O calote de Itaipu
Política

O calote de Itaipu


O presidente Fernando Lugo, do Paraguai, não é, à diferença dos presidentes Evo Morales, da Bolívia, e Rafael Correa, do Equador, um títere do caudilho venezuelano Hugo Chávez. "A construção de nossa democracia não tem nem terá a supervisão ou a tutela de nenhum país do mundo", disse essa semana, em resposta a insinuações de que estaria atrelado a Chávez. Mas Fernando Lugo é um líder populista que se elegeu prometendo acabar com a corrupção sexagenária do Partido Colorado e unir a nação, dividida por profundas desigualdades econômicas e sociais. Diz e repete que, para alcançar esse último objetivo, não promoverá a luta de classes, como têm feito os seus vizinhos bolivarianos. Mas não hesita, desde que se candidatou, em promover a união nacional em torno da denúncia da dívida externa "espúria" e da renegociação do Tratado de Itaipu. E nisso se identifica amplamente com seus vizinhos bolivarianos.
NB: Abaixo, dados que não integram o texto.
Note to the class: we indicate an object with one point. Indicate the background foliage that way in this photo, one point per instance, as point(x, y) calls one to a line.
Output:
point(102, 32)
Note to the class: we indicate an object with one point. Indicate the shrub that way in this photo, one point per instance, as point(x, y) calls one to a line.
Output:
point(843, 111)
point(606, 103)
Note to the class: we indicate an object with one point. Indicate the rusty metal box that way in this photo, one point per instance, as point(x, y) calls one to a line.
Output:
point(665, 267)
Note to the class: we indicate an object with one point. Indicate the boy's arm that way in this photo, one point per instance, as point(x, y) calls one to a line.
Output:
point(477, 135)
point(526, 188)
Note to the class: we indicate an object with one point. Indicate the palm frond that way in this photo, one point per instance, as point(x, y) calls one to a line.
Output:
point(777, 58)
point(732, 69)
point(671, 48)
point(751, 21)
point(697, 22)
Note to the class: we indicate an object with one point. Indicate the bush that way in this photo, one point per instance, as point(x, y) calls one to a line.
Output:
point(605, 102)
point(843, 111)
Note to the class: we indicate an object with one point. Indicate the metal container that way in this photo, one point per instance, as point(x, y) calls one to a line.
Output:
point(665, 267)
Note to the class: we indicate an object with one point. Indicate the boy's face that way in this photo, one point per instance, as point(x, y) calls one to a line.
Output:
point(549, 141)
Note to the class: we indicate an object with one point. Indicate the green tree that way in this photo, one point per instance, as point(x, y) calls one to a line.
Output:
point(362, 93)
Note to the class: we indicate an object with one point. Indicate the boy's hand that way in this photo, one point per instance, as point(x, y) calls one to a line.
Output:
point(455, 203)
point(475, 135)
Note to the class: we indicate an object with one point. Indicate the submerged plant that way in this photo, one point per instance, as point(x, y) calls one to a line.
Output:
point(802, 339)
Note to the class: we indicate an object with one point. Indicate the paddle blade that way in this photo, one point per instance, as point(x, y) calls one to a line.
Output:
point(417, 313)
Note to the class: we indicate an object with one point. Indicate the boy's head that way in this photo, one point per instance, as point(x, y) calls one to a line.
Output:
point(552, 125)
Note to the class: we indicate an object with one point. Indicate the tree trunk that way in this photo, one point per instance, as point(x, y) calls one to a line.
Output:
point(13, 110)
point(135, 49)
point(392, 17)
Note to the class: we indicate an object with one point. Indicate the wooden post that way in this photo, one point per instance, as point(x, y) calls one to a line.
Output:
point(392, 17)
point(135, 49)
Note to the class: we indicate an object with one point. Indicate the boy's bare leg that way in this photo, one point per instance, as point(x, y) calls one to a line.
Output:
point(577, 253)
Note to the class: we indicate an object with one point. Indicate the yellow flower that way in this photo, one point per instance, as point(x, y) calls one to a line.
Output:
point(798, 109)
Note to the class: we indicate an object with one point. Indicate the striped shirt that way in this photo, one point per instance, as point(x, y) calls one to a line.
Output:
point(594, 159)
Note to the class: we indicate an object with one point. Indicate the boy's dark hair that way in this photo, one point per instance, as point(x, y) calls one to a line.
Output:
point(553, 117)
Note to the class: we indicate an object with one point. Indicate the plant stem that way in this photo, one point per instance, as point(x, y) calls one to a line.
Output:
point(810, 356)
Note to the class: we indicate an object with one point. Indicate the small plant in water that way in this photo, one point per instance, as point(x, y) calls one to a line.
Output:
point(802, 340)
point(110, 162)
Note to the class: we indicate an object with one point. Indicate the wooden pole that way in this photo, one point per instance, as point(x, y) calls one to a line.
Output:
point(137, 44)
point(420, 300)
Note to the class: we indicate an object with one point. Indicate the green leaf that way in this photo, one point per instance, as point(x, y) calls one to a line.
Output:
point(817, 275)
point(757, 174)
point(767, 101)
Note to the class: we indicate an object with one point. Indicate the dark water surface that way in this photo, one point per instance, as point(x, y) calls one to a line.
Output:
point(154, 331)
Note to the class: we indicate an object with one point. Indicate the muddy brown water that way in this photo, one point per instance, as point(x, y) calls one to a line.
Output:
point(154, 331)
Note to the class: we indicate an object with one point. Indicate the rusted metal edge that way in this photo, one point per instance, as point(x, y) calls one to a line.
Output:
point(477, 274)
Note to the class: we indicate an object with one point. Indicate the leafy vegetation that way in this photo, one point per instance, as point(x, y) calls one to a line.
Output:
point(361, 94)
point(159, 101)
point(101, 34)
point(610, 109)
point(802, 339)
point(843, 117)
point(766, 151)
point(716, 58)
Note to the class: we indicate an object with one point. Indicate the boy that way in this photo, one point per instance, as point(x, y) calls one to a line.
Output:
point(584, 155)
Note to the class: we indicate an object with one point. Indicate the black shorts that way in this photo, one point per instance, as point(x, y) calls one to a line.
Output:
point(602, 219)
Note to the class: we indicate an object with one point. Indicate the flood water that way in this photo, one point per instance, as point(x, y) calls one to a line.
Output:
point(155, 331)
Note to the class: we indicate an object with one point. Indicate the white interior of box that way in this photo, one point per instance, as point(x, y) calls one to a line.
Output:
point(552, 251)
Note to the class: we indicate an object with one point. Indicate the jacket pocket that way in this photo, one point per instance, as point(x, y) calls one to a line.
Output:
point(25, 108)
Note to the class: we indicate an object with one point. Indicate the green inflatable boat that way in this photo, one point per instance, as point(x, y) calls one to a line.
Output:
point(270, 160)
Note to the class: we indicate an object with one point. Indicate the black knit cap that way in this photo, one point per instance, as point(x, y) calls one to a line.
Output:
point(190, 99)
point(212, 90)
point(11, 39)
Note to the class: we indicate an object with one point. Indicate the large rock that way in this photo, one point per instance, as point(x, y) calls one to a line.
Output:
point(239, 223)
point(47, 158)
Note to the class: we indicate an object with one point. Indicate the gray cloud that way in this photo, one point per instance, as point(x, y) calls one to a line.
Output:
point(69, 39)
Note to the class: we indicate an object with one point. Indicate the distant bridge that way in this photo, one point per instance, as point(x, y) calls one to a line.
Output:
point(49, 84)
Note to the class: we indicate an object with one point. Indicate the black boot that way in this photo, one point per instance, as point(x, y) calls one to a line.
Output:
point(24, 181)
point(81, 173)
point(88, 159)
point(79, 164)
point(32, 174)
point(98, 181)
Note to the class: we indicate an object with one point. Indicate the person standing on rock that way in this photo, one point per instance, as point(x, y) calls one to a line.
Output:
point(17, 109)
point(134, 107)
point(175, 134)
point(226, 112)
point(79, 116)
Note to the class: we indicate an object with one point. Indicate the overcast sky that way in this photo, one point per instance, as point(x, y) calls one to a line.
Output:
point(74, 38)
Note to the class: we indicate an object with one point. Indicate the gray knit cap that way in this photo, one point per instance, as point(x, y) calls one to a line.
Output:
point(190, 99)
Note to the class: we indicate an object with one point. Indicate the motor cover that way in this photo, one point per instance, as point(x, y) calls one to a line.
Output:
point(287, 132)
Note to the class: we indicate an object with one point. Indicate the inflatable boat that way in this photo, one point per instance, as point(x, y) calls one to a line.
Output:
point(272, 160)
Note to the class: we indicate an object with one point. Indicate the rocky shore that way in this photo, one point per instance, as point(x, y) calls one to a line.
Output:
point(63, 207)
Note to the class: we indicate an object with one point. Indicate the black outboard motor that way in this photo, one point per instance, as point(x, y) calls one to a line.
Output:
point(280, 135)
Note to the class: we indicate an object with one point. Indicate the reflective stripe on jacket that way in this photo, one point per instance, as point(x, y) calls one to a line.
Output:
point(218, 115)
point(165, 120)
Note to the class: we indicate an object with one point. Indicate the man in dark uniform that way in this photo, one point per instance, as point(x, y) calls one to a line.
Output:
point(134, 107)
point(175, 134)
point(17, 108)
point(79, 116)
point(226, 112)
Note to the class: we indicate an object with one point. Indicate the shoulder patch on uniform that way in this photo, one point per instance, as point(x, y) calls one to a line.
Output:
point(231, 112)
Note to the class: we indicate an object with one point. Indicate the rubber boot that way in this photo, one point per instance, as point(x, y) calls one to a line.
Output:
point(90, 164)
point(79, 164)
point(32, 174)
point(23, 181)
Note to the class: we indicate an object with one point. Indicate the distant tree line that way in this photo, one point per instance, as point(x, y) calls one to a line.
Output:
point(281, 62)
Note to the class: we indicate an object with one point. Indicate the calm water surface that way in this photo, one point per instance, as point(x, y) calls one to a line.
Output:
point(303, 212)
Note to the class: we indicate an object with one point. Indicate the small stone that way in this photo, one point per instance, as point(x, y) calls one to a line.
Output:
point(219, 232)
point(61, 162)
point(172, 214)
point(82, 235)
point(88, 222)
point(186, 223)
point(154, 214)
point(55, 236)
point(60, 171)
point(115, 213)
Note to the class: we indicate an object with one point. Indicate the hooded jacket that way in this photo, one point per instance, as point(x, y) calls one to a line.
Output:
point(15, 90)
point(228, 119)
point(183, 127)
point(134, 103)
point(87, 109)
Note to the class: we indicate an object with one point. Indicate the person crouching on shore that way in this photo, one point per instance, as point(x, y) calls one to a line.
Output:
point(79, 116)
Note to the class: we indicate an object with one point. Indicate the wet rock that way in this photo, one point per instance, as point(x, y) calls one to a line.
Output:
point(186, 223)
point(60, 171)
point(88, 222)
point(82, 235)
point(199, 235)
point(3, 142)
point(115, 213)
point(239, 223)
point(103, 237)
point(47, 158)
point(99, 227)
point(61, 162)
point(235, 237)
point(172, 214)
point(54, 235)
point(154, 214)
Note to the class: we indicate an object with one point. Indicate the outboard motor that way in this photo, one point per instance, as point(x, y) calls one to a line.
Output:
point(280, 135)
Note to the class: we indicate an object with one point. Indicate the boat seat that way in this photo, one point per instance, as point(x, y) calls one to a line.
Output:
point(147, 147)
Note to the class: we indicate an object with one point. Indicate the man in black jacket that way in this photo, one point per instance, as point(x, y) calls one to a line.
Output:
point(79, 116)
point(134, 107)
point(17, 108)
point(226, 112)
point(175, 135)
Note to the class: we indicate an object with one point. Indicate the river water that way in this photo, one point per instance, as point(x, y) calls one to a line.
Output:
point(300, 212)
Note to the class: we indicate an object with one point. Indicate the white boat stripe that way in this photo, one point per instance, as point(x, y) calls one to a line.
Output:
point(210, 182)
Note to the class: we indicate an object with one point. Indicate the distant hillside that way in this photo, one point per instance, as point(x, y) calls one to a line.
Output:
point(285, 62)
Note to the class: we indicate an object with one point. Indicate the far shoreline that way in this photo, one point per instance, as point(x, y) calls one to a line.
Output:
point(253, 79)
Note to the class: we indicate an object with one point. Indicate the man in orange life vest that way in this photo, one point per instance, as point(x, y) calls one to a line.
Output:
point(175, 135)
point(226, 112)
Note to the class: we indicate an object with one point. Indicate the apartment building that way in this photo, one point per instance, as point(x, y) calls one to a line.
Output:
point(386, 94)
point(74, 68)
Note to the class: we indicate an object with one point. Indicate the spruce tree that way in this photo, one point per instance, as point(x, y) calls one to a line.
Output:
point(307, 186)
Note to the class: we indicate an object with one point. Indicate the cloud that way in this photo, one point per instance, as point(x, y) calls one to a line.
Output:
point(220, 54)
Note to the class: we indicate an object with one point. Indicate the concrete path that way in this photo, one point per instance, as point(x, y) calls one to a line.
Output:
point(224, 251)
Essa semana, o engenheiro Ricardo Canese, coordenador da comissão negociadora das reivindicações paraguaias, apresentou a sua versão da revisão do Tratado de Itaipu, baseada em seis pontos. Os dois pontos principais são inaceitáveis para o Brasil e provocaram a reação imediata do chanceler Celso Amorim, que classificou as reivindicações paraguaias como "demandas irrealistas".

O funcionário paraguaio propôs, em nome de seu governo, a extinção da dívida contraída pela Itaipu Binacional para financiar a construção da usina, hoje em torno de US$ 19,6 bilhões. Como o Paraguai não dispunha de recursos para o financiamento dos 50% do custo da obra que lhe competiam, o governo brasileiro arcou com todas as despesas. O ressarcimento se faz com parte do produto da venda compulsória para o Brasil da energia produzida por Itaipu que não é consumida pelo Paraguai. Entra aí o segundo ponto fundamental da proposta apresentada por Canese: acaba o mercado cativo e o Paraguai poderá vender o seu excedente de energia no mercado livre, para quem quiser. Para o Brasil, isso significaria que o financiamento de Itaipu não mais teria garantias reais e firmes.

Mas o mais ominoso é que a dívida da Itaipu Binacional, de US$ 19,6 bilhões, seria transferida para os Tesouros do Brasil e do Paraguai, segundo uma fórmula extremamente criativa. Por ela, o Tesouro brasileiro arcaria com US$ 19 bilhões e o paraguaio, com US$ 600 milhões, sendo esse cálculo baseado no consumo de energia dos dois países - 97% pelo Brasil e 3% pelo Paraguai.

Trata-se, como se vê, de uma versão guarani do calote que o presidente do Equador tenta aplicar no BNDES: o país devedor fica com uma usina hidrelétrica - no caso de Itaipu, com 50% - a leite de pato.

Quando o presidente Evo Morales expropriou as instalações da Petrobrás na Bolívia, advertimos que outros líderes populistas, pela leniência com que o governo Lula aceitou o esbulho, se sentiriam estimulados a repetir a dose. No caso do Equador, o Itamaraty reagiu à altura - mas não a tempo de evitar que a moda pegasse. O fato é que o Brasil está sendo tratado por esses líderes populistas - com quem o presidente Lula julgou ter afinidades políticas - como uma vítima fácil de calotes.

Não por outro motivo, o engenheiro Ricardo Canese citou, como argumento favorável para a aceitação por Brasília de sua proposta, "o fato de que o Brasil quer liderar a região em matéria de integração energética e para isso terá de optar por uma liderança que atenda aos interesses dos países menos desenvolvidos, a não ser que esteja disposto a pagar os custos políticos de uma liderança do tipo opressivo".

Escaldado pela experiência da Bolívia e do Equador, desta vez o chanceler Celso Amorim reagiu antes mesmo de tomar conhecimento oficial da proposta paraguaia. Ele foi taxativo: "Não, essa proposta não pode ser aceita. O Brasil não aceita o argumento do Paraguai de que a dívida de Itaipu é espúria nem concorda com a definição de que a venda da energia de Itaipu a terceiros países é uma questão de soberania do Paraguai." E completou, afirmando que "em primeiro lugar vem o interesse brasileiro e, em segundo lugar, o interesse brasileiro".

Na próxima terça-feira, na reunião de cúpula da Costa do Sauípe, o presidente Fernando Lugo deve apresentar a proposta ao presidente Lula. Esperamos que receba uma resposta negativa e peremptória.